How often, in our stressful, chaotic lives, does a whole day
pass without getting angry at something? How much of that anger
do we simply bury or deny? How many times, after ranting, raving,
and dumping our anger out on someone else, do we later wish
we hadn’t?
As a society, we have become desensitized to anger. We are bombarded
by media images of war, racial intolerance, violence, and crime;
collectively we have come to tolerate incredibly high levels
of anger, therefore individually we see no reason to give it
up.
Yet, everyone has a problem with anger. It’s not just
you, or me, or that guy at the traffic lights who does his nut
when the car up ahead forgets to indicate. Anger is endemic
to modern life, it’s everywhere, and this fact alone makes
it much more likely that we’ll put up with it –
with all sorts of horrible consequences for ourselves and others
– rather than do something about it.
It’s almost certainly true that we can’t prevent
anger arising, but we certainly can change our attitude to it
when it does – and we can change how we deal with it.
Most of us feed our anger. We rage at feeling out of control
and then blame others for our sense of powerlessness. Therefore,
the anger never really goes. It’s stored away, unchanged,
in our memories, our energy systems, and the cells of our bodies.

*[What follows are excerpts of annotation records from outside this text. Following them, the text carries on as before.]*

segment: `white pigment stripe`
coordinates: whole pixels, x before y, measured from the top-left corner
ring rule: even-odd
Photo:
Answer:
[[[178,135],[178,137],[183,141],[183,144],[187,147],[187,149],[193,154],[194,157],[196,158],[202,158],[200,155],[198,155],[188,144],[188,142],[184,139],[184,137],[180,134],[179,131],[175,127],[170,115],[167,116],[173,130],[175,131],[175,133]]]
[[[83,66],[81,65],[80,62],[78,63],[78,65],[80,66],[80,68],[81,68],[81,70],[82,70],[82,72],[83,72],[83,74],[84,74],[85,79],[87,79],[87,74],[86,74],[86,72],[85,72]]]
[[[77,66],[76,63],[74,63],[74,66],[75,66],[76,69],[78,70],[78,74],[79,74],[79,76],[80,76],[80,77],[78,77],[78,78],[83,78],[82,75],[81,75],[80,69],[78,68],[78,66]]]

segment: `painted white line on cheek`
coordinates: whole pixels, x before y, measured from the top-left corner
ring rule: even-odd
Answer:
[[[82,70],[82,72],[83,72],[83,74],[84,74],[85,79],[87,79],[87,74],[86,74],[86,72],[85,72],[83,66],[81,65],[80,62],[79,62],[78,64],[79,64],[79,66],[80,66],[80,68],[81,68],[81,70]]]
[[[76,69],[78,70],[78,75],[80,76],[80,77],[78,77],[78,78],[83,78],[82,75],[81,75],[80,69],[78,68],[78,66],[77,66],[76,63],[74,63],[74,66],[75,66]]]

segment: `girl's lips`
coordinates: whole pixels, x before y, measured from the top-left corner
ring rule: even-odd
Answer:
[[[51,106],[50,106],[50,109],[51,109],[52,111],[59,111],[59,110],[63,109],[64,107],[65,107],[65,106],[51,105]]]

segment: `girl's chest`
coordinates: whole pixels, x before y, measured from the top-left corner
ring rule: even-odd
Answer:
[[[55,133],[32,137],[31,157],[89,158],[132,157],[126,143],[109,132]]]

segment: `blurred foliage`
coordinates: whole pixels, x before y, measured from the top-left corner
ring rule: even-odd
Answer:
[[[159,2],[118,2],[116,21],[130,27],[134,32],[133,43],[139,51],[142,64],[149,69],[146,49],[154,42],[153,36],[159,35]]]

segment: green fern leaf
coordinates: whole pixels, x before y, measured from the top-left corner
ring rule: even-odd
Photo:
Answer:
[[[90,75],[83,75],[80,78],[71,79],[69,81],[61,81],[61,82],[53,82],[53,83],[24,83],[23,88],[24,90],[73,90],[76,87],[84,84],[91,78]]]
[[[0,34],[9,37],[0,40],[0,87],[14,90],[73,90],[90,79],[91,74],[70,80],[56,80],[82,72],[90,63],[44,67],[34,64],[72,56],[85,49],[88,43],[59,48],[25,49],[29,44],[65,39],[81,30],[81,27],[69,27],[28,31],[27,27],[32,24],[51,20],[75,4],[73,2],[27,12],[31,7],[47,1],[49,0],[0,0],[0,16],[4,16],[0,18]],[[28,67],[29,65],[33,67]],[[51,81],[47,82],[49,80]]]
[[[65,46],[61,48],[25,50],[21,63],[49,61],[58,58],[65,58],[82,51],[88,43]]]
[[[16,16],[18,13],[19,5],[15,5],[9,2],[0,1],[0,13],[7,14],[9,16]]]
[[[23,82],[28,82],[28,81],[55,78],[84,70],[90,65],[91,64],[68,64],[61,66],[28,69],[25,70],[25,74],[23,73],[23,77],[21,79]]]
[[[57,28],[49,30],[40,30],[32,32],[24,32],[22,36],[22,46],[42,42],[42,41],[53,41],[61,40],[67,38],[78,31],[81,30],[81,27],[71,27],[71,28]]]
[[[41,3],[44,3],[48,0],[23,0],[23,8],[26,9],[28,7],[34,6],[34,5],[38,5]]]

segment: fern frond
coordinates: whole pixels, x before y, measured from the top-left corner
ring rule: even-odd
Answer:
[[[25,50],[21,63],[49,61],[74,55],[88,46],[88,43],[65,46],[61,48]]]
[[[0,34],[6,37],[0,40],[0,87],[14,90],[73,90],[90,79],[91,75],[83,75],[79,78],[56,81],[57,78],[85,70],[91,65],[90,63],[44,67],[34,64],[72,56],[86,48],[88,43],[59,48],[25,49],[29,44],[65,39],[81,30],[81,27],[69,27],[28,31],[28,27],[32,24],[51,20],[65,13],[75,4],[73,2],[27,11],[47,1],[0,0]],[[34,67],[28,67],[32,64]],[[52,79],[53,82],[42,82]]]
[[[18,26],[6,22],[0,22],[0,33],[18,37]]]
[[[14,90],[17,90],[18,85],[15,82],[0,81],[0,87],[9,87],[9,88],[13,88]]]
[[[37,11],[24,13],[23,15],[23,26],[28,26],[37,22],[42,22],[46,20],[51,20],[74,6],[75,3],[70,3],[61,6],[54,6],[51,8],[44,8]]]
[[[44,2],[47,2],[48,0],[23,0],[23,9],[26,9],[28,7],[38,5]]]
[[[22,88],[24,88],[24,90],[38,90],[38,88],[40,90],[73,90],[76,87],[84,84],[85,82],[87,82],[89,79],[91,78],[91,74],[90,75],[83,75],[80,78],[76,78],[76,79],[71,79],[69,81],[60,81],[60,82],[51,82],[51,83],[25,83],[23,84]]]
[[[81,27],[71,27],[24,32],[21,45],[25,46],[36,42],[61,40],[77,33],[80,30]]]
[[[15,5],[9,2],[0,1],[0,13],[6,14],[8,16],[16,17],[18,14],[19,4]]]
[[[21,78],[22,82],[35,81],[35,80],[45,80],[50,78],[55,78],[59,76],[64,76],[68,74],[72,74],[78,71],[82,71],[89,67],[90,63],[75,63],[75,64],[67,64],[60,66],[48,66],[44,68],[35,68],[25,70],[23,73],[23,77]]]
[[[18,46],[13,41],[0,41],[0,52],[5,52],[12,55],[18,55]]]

But there has to be a better way of dealing with anger than
merely going onto automatic and either bitterly swallowing it
or spewing it back out in uncontrolled fury.
Perhaps, instead, we could talk to it. Listen to what it’s
trying to tell us: because anger always has its own unique message.
It’s a warning system. Red alert. Stop, it says, something’s
wrong; some work has to be done here.
‘Work?’ you say, ‘I don’t like the
sound of that.’ Nobody does. Generally speaking, we’d
all like to avoid the work even though that means staying angry.
However, the point is that we do have choices. Anger is a learned
response, and it can be unlearned. It is a complex, self-perpetuating,
negative cycle of events, thoughts, feelings and physical sensations
- yet this cycle can be broken.
We do this firstly by acknowledging that we’re angry,
then by expressing that anger in some appropriate form. We do
it by taking responsibility for our anger; exploring its origins,
and getting the message it’s trying to tell us. And, finally,
breaking the cycle of anger means letting it go.